A U.S. delegation of 43 government, business and community leaders was in Christchurch on Tuesday for a U.S.-New Zealand Partnership Forum meeting. Also participating in the forum was Kurt Campbell, the State Department's assistant secretary for East Asian and Pacific Affairs. Nine U.S. congressmen attending the meeting as part of a separate delegation led by Rep. Don Manzullo, R-Ill., had left the city several hours before the quake struck and were in Wellington, U.S. officials and a spokesman for the House Foreign Affairs Committee said Tuesday. All of those in the two delegations are safe, the department said.

State Department spokesman P.J. Crowley says Secretary of State Hillary Rodham Clinton phoned New Zealand Foreign Minister Murray McCully to express her sorrow over the earthquake, which toppled buildings in Christchurch and killed dozens of people.

To assist the humanitarian response, the U.S. sent a team that includes search-and-rescue staff from the Los Angeles County fire department.

"We stand ready to assist the government of New Zealand in any way we can,'' Rajiv Shah, the administrator of the U.S. Agency for International Development, said in a statement.

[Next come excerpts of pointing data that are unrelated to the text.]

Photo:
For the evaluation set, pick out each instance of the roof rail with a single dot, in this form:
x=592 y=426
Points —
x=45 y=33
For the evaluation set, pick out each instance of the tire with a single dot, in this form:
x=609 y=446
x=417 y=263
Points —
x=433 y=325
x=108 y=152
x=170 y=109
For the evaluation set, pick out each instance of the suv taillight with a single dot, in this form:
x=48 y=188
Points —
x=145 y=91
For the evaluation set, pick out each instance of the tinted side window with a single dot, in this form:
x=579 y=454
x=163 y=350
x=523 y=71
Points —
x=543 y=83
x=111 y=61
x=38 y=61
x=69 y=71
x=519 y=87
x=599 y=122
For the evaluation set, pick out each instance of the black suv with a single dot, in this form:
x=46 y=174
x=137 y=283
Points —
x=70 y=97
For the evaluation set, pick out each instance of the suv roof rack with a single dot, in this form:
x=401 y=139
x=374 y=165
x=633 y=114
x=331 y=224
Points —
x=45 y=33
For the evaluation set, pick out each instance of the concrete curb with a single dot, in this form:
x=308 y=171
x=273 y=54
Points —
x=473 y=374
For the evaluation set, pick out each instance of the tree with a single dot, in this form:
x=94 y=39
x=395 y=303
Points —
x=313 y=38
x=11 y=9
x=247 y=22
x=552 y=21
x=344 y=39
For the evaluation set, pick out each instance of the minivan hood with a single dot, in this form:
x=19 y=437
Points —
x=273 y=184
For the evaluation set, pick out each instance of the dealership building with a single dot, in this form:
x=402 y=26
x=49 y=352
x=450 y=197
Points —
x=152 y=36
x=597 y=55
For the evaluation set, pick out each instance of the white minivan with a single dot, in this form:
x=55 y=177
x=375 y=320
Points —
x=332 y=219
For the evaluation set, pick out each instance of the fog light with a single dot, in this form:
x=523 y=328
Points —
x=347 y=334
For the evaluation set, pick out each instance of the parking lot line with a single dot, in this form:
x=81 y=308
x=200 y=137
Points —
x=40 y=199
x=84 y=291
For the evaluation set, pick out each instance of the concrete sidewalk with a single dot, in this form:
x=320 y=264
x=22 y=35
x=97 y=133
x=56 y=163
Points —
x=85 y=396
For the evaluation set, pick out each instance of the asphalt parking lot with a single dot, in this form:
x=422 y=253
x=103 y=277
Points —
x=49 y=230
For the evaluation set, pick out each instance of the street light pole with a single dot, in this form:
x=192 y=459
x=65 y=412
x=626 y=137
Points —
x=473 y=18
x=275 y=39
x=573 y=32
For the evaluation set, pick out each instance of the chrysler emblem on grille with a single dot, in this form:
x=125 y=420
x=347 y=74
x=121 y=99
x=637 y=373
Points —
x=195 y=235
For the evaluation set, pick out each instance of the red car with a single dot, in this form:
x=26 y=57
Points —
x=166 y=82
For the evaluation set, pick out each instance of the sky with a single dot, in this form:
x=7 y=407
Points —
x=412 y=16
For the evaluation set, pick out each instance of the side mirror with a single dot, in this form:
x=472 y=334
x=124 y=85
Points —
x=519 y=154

The U.S.-New Zealand forum brings together government and business leaders from both countries to discuss ways the U.S. and New Zealand can work on trade and other regional issues. Among those in attendance were former Sen. Evan Bayh, D-Ind., and his wife, Susan. An aide to Bayh, Beth Chrusciel of the Washington law firm McGuireWoods, said both Bayhs were fine following the quake and they had left Christchurch in accordance with local officials' request for people to leave damaged sections of the city.